Even now, as Republicans mount a last, desperate attempt to stop Donald Trump, they have to do it on his terms, not theirs.
They tried saying he wasn't conservative enough, because, they thought, isn't that what we've been arguing about for the last few years? Who's a real conservative and who isn't? But it turned out that while ideology matters a great deal to the elite, it's less important to the rank and file, and it doesn't matter at all to the plurality of Republican voters supporting Trump. Then they figured he might just implode on his own, so nobody bothered to dig up the dirt that would arm them against him. Despite the fact that there surely is plenty there.

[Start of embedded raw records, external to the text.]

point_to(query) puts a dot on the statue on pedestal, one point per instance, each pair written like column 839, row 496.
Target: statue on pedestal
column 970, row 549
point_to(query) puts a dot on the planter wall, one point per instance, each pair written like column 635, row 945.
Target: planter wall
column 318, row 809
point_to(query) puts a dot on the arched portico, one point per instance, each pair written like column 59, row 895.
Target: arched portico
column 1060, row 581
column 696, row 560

It was the South Carolina primary that finally made Republicans realize that everything they had been doing when it came to Trump was wrong. It wasn't just that he won, it was that he won after a debate in which he actually-brace yourself-criticized George W. Bush for not stopping September 11. Jaws hung slack as one of the most critical conservative taboos was violated, and someone calling himself a Republican mocked the idea that Bush "kept us safe." Then Trump won South Carolina anyway, and won Nevada to boot.
After that, Marco Rubio obviously decided that the only way to beat Trump was to be Trump, or at least a somewhat less compelling version of him. So the guy who had touted himself as knowledgeable, smart, and serious went out and started tossing personal insults at Trump, with all the cleverness of your average fifth grader. "Donald Trump likes to sue people," Rubio said. "He should sue whoever did that to his face." Zing! Trump replied that Rubio isn't smart enough to get into the University of Pennsylvania, where he went to school. Zap!
Ladies and gentlemen, this is your Republican Party. Abraham Lincoln would be so proud.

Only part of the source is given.